The data flywheel turns repeated human-approved work in any .agent/ harness
into reusable local intelligence artifacts.
It is not model training. It is the preparation layer:
approved run
-> redacted trace
-> context card
-> eval case
-> training-ready JSONL
-> optional downstream open-weight SLM/adapter later
Agentic-stack is a good place for this because it already gives Claude Code, Hermes, OpenClaw, Codex, Cursor, OpenCode, Windsurf, Pi, Antigravity, and custom loops one portable brain.

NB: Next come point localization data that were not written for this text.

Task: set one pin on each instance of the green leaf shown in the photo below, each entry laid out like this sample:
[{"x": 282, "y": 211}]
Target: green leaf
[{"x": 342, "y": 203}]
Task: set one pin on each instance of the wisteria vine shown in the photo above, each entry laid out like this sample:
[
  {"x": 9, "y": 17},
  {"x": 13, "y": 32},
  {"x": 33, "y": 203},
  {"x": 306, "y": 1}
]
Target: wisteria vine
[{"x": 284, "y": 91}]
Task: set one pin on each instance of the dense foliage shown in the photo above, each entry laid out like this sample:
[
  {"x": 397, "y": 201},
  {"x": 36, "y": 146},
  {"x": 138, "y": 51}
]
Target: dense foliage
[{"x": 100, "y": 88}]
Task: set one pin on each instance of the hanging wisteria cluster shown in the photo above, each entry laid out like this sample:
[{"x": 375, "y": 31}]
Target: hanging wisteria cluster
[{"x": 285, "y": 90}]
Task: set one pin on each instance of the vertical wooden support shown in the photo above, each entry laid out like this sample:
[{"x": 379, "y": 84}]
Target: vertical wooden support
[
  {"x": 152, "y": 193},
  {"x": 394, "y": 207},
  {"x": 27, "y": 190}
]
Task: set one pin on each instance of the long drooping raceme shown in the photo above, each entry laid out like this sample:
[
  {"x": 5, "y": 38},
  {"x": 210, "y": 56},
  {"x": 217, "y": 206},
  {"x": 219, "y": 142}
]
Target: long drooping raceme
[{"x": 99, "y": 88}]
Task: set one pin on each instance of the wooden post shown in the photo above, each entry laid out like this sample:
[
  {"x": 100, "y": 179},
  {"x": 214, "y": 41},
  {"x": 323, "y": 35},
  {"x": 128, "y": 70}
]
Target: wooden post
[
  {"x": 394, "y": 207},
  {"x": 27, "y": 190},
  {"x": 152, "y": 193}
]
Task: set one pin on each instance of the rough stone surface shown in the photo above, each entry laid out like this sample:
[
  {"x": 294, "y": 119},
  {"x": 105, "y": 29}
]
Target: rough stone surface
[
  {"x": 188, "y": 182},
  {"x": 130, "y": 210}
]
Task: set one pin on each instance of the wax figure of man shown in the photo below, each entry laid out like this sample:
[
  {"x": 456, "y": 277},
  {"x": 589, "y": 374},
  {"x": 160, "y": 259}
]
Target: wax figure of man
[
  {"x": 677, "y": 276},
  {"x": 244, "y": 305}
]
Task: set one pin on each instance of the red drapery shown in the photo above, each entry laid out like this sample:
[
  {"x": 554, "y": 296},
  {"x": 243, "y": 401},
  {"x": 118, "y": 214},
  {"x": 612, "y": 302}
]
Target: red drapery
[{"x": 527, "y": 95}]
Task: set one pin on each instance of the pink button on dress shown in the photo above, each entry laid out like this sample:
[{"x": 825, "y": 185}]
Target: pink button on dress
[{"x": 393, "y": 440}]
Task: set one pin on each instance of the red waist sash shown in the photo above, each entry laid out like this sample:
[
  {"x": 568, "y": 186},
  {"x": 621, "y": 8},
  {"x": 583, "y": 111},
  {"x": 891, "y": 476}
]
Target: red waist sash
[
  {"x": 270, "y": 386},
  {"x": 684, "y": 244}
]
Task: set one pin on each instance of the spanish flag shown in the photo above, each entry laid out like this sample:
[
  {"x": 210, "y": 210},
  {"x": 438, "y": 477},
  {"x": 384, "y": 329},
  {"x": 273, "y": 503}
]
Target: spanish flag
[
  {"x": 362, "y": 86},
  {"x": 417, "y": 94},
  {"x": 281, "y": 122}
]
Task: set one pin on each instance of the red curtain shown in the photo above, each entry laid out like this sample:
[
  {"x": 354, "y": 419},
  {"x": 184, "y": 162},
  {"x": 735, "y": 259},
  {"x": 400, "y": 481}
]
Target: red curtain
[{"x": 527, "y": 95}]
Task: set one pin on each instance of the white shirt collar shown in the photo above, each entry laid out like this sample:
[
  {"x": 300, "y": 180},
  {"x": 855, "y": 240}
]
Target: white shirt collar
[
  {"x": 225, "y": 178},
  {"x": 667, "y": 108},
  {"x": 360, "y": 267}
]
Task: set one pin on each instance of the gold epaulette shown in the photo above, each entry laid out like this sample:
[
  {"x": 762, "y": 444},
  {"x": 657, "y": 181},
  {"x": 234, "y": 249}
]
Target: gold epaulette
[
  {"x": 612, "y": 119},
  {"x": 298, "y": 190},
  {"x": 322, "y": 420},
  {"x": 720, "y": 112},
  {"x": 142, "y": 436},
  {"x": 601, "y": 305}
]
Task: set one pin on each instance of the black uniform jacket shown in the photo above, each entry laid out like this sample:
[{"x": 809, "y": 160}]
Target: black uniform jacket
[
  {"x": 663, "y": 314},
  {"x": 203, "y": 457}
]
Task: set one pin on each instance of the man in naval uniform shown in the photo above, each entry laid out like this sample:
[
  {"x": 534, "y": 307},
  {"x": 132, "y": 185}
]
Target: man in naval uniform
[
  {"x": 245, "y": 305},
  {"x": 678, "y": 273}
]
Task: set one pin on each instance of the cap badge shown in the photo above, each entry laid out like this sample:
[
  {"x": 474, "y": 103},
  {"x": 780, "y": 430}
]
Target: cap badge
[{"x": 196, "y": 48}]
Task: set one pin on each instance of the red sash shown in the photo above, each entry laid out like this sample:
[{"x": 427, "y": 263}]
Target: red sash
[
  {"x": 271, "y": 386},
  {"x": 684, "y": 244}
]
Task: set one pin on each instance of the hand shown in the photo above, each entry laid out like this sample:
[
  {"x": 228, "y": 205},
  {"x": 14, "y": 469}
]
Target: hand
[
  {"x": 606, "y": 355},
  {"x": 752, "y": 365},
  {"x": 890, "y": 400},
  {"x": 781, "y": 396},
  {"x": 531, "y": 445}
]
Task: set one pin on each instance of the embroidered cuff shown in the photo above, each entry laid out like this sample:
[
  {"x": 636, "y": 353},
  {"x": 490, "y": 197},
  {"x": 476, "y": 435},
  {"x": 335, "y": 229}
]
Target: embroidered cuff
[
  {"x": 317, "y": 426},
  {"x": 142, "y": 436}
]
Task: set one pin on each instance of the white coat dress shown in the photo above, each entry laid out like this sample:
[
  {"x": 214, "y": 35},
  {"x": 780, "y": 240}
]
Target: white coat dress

The flywheel adds a private corpus path on top of that brain.
/data-flywheelskill instructions.agent/tools/data_flywheel_export.py- schemas for approved runs, trace records, context cards, eval cases, training examples, and flywheel metrics
- sanitized examples under
examples/flywheel/ - a local
.agent/flywheel/convention for private runtime artifacts
Local-first by default.
- No network calls.
- No telemetry.
- No model training.
- No raw input storage in exports.
- Raw run IDs are hashed.
- Redaction must pass before an example is marked trainable.
.agent/flywheel/is gitignored and should be treated as private runtime state.
Only sanitized examples should be committed.
Put sanitized, human-approved records in:
.agent/flywheel/approved-runs.jsonl
Required shape:
{
"id": "run_real_estate_lead_001",
"created_at": "2026-04-25T10:00:00Z",
"project": "openclaw-real-estate",
"domain": "real_estate",
"workflow": "lead_intake",
"harness": "openclaw",
"skill": "lead-intake",
"instruction": "Extract CRM fields and draft a compliant follow-up.",
"input_redacted": "[REDACTED INBOUND LEAD]",
"output_approved": "[HUMAN-APPROVED OUTPUT]",
"human_review": {
"status": "accepted",
"edit_distance_estimate": "low",
"review_notes": "Tone approved after fair-housing check."
},
"redaction_status": "passed",
"pii_level": "none",
"raw_input_stored": false
}python3 .agent/tools/data_flywheel_export.pyOutputs:
.agent/flywheel/exports/<YYYY-MM-DD>/
trace-records.jsonl
training-examples.jsonl
eval-cases.jsonl
context-cards.json
context-cards/<domain>/<workflow>.md
context-cards/<domain>/<workflow>.json
flywheel-metrics.json
README.md
These are planning thresholds, not scientific cutoffs:
- 10-25 approved runs: useful first context card
- 25-100 approved runs: first eval set and repeated failure modes
- 100-300 approved runs: compression and routing measurement
- 500-1,500 high-quality examples: narrow adapter experiment candidate
- 2,000-10,000+ examples: broader workflow-family corpus
- 10,000+ clean examples plus negative cases: serious vertical corpus
Good early SLM/adapter candidates are narrow and repetitive:
- lead-intake extraction
- CRM field normalization
- listing-copy compliance flags
- showing-intent classification
- follow-up tone/style drafting
- issue triage tagging
- support-ticket classification
- document checklist extraction
Bad first candidates are broad professional judgment tasks such as "be a full agent", "be a lawyer", or "run product strategy".
This does not replace agentic-stack memory.
- Episodic memory answers: what happened?
- Semantic memory answers: what did we learn?
- Context cards answer: what compact workflow rules are reusable?
- Eval cases answer: what must keep working?
- Training examples answer: what could become a dataset later?
The flywheel gives future memory, retrieval, eval, and adapter workflows better artifacts to work from.
Model-agnostic. Gemma, Qwen, Llama, Mistral, DeepSeek, or a custom open-weight model can be downstream targets later. This feature only exports clean local artifacts; it does not choose or train a model.